The case entity represents a patient. Members of the case entity are subjects who have taken part in an investigation or program and can be identified by a Universally Unique Identifier (UUID). See the table below for the clinical properties and descriptions of the case entity.

PropertyDescription
Submitter IDUsually a human-readable identifier, such as a number or a string that may contain metadata information. In some instances, this can also be a UUID.
GenderThe collection of behaviors and attitudes that distinguish people on the basis of the societal roles expected for the two sexes. See NCI Thesaurus Code: C17357.
Age at diagnosisThe age in years of the case at the initial pathological diagnosis of disease or cancer. See NCI Thesaurus Code: C15220.

File

The file entity refers to the files in TCIA. Members of the file entity can be identified by a Universally Unique Identifier (UUID). Find the properties of the file entity below.

Property of FileDescription
Submitter IDUsually a human-readable identifier, such as a number or a string that may contain metadata information. In some instances, this can also be a UUID.
File typeThe type of file which stores the data.
Data formatThe format of the data.
Access levelA Boolean value indicating Controlled Data or Open Data. Controlled Data is data from public datasets that has limitations on use and requires approval by dbGaP. Open Data is data from public datasets that doesn't have limitations on its usage within the CGC.
Data categoryThe classification of data used in the analysis, based on its form and content.
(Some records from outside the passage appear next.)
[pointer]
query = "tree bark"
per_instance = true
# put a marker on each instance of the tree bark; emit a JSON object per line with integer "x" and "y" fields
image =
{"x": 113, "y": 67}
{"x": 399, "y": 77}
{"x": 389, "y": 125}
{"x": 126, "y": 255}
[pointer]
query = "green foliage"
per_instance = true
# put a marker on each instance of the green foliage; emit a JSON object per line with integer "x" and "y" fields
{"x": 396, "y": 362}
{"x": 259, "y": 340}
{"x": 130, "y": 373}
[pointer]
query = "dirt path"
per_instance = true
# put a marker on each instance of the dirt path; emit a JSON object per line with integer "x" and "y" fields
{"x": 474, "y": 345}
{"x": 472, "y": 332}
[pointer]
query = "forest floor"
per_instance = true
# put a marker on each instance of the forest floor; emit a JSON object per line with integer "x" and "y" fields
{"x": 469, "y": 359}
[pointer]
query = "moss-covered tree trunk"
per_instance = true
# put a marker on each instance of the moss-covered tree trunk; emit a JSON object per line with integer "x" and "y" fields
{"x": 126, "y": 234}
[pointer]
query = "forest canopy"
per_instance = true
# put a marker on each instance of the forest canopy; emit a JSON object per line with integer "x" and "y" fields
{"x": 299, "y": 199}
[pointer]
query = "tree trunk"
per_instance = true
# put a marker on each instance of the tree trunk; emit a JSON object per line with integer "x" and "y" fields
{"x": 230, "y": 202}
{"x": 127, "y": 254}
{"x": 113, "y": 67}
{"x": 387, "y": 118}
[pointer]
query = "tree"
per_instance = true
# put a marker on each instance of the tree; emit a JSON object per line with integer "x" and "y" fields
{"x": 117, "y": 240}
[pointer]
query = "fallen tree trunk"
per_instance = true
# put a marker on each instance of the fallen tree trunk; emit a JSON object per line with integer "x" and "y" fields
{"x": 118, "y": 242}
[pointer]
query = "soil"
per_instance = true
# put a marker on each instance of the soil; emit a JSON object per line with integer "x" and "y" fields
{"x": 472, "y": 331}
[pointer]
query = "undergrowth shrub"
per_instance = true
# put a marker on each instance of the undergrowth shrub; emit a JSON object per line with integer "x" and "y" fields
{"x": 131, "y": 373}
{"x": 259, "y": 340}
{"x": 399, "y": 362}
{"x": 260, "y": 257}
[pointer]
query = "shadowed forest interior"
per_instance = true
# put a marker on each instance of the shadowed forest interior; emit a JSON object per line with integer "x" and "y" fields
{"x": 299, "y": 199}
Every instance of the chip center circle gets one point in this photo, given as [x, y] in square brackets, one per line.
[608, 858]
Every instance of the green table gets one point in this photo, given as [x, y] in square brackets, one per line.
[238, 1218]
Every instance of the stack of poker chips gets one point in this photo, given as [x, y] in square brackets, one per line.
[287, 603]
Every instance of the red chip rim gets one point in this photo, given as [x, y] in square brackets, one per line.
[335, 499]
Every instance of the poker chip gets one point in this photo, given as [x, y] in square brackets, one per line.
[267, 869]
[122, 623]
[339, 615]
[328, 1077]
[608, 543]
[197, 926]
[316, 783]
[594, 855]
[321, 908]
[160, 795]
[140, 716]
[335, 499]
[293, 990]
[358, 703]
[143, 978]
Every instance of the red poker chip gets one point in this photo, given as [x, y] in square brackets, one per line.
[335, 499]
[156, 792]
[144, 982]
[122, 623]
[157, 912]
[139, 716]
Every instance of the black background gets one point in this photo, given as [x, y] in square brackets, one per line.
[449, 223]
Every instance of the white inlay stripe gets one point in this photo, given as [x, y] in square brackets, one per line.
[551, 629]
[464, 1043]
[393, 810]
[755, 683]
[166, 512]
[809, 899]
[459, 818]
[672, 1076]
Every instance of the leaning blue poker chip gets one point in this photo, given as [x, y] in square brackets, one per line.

In TCIA dataset it always has a value ‘Imaging’.
Series dateThe date the Series started.
Series numberA number that identifies this Series.
Series instance UUIDUnique identifier of a Series that is part of this Study.
Series descriptionUser provided description of the Series.
Image countComputed number of images in this series.
Software versionManufacturer's designation of the software version of the equipment that produced the composite instances.
ManufacturerName of the manufacturer of the equipment that produced the composite images.
ModalityType of equipment that originally acquired the data.
Protocol nameUser-defined description of the conditions under which the Series was performed.
Manufacturer model nameManufacturer's model name of the equipment that produced the composite images.
Body part examinedText description of the part of the body examined.

Study

The study entity represents a set of images collected for a specific trial or other reason. Members of the study entity can be identified by a Universally Unique Identifier (UUID). Find the properties of the study entity below.

IDUsually a human-readable identifier, such as a number or a string that may contain metadata information. In some instances, this can also be a UUID.
Study dateThe date the Study started.
Study descriptionThe institution-generated description or classification of the Study (component) performed.
Series countThe computed number of series.